Friday, March 2, 2012

News Around the Parish

 Rite of Election – Last week at the 9:30 a.m. Mass, we celebrated the Rite of Sending with our Catechumens and Candidates.  Mrs. Kumiko Jovero, Mr. Nicholas Stevens and Mrs. Jennifer Sullivan are Catechumens preparing for Baptism, and Mr. Wesley Powell and Mrs. Madeleine Conui are Candidates preparing for Confirmation.  Wesley was baptized in another Christian tradition while Madeleine was baptized Catholic as a child and received First Holy Communion, but is now seeking to be Confirmed.  At the Cathedral, it was beautiful to see it being filled with hundreds of men and women seeking to become Catholics.  The Archbishop explained that the word “Election,” from its Latin roots, means “Chosen.”  The Bible teaches that God was the one who first chose us.  It was because God loves us that He called us into being.  We of course, have the choice to respond and reject God’s offer of love.  We are certainly proud and happy that our Catechumens and Candidates, along with the hundreds of Catechumens and Candidates from throughout the Archdiocese, are choosing to respond to God’s love, by loving God in return and choosing to become members of God’s family.  They signified this by writing their names in the Book of the Elect.  So now, our Catechumen are called by a new name.  They are now, the Elect, the Chosen ones by God.  Let us hold them in our prayers during this Season of Lent as they prepare for initiation at the Easter Vigil.  To help us remember them in prayer, Sr.
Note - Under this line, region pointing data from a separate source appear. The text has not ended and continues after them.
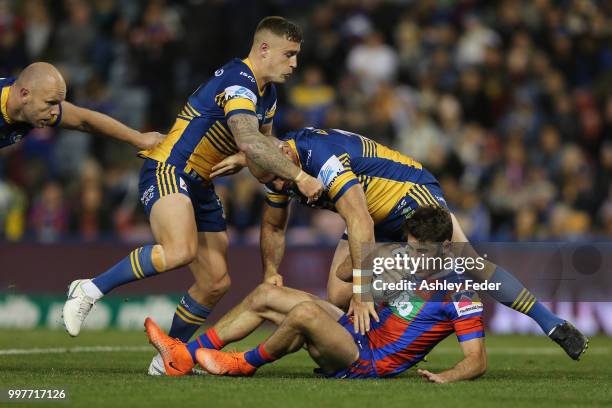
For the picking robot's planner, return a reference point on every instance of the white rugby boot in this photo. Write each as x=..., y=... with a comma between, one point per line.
x=77, y=307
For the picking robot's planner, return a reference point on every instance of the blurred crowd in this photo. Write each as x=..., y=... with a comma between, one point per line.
x=508, y=103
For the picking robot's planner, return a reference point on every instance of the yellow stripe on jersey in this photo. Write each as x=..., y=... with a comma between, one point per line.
x=133, y=263
x=382, y=195
x=239, y=103
x=339, y=182
x=191, y=315
x=383, y=152
x=3, y=100
x=277, y=198
x=162, y=151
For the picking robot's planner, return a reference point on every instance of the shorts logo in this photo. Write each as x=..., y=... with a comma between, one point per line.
x=182, y=184
x=330, y=170
x=237, y=91
x=147, y=195
x=466, y=302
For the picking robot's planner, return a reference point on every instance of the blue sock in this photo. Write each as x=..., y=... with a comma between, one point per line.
x=138, y=265
x=188, y=318
x=513, y=294
x=209, y=340
x=258, y=356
Rita Chen, their teacher and guide, made bookmarks with their names.  Please take them with you and remember them and the thousands throughout the world, making this same spiritual journey towards the waters of Baptism at Easter.

Apostles’ Creed & Confiteor – If you have noticed, last Sunday, the first Sunday of Lent, we used the Apostle’s Creed instead of the Nicene Creed.  The Revised Roman Missal encourages this because this was the Creed used in the early Church, and which Catechumens prepared themselves during Lent for Baptism at Easter.  So it’s good for us to keep this connection with the early church.  Legend has it that each of the apostles contributed to its composition, although there are no records to indicate this or when it was first composed.  Earliest reference to the Apostles’ Creed was made by Pope Siricius in about the year 390. 

It also seems appropriate to use the Confiteor Prayer during Lent.  The title of the prayer comes from its first word in Latin, “Confiteor Deo omnipotenti,” “I confess to almighty God.”  Some have felt that the revised translation seems to go against a healthy ego because although we have all sinned, but the prayer seems to go overboard to the point of self-flagellation.  It says that I have greatly sinned and that it was “through my fault, through my fault and through my most grievous fault.” However, this form of prayer is not meant to destroy our healthy ego, but rather to point to the holiness of God.  Saints as they grow in holiness and nearer to God, become even more aware of their own unworthiness before God.  Peter when he first saw the miracles that Jesus performed, fell to his knees and asked Jesus to depart from him for he was a sinful man (Luke 5:8).  So the revised Confiteor is not trying to highlight what terrible sinners we are, but rather the wonder and holiness of God, who even in His greatness, reaches out to fallen humankind and welcome us as His beloved children.